Амти стянула у Яуди кусок зефира, медленно прожевала, чувствуя от сладости острую боль в зубах.
- Но ты ведь пошла сюда за человеком, которого любишь. Как бы он ни был плох, ты пошла за ним в это место. Ты, конечно, знатная трусиха, но куда больше ты боишься воображаемых вещей, чем реальных.
Амти посмотрела на Яуди. Огонь чуть притих, и теперь Амти видела тени за ее спиной. Неожиданный порыв заставил их обеих одновременно податься друг к другу. Они обнялись, чувствуя живое тепло, так сильно отличающееся от тепла огня. Некоторое время они сидели молча, благодарные друг другу за то, что могли рассказать.
Амти никогда не думала, что могла бы рассказать кому-то о чувствах, которые переживала с Шацаром. Эта тема казалась ей постыдной, запретной. И теперь ей стало так легко и свободно.
День наступил совершенно неожиданно. Яуди и Амти молча обнимались, и вдруг разом стало светло. Глаза тут же заслезились от света, Амти и Яуди отскочили друг от друга, зажмурившись.
Никакого рассвета не было и в помине. Резко, будто кто-то включил свет, зажглось небо. Тени исчезли, и они оказались в лесу, больше не производившем никакого дурного впечатления.
Пора было гасить костер. Амти осторожно погладила Эли по голове, и она открыла глаза.
- Чувствую! Все еще чувствую! - сказала она. - Супер. Доброе утро! Где мой завтрак?
Завтрак их состоял из пресловутых зефирок, чипсов, бульонных кубиков, разведенных в кружках и соленых крэкеров в виде рыбок.
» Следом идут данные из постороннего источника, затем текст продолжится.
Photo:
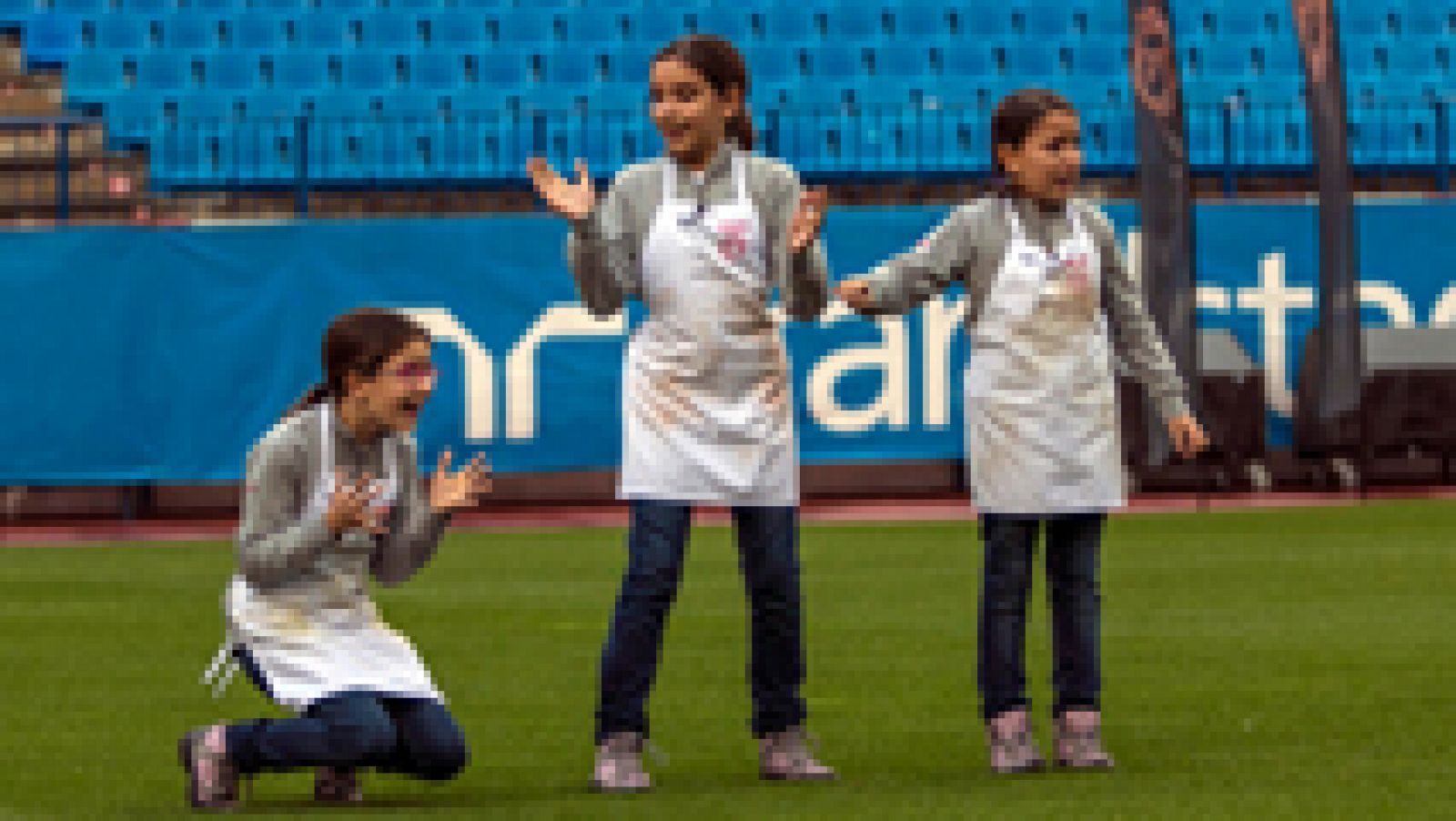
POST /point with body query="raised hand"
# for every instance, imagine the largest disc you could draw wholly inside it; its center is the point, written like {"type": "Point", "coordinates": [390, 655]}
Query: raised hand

Мардих с достоинством клевал предложенные ему крошки.
- Какие у нас планы? - спрашивал он.
- Двинемся дальше, - ответила Амти. - Думаю, пройдем через лес. Шацар сказал, что долго задерживаться на одном месте не стоит. А я попытаюсь сосредоточиться и почувствовать, в какую сторону нам идти.
- А как же ужас, которому нет имени? - с интересом спросил Мардих.
- Будем запасаться топливом, - ответила Яуди. - Если только он не может потушить огонь, это не должно стать большой проблемой.
Яуди, конечно, преуменьшала масштаб опасности, которую все они ощущали ночью. Самым сложным было вовсе не поддерживать огонь. Самым сложным было сохранить разум.
Но сейчас от ночи не осталось и следа, и они болтали, завтракая. Амти чувствовала себя, будто в походе с друзьями. Шацар, Амти знала, забылся кратким и беспокойным сном. Ей хотелось успокоить его, но она не знала, как сделать это, не потревожив.
Мардих рассказывал им о временах своей молодости, когда ему не приходилось довольствоваться крошками со стола. Амти предполагала, что он врал. Быть может, он никогда и не служил советником царя.
- Однажды, когда я еще жил в Государстве, городские власти привязали меня на площади, и каждый, кому я когда-либо врал, должен был кинуть в меня орехом.
- И что ты сделал? - поинтересовалась Эли.
- Убедил их привязать бургомистра вместо меня, - сказал Мардих. - Я же был Инкарни. А потом собрал все орехи и накормил своих свиней.
- У тебя были свиньи?
- Полный загон. Я продавал свиные шкурки под видом мяса. И желтые новости. Тогда они еще не назывались желтыми.
- А как назывались? - спросила Яуди.
- Бессовестным враньем. Но мне нравилось бессовестно врать.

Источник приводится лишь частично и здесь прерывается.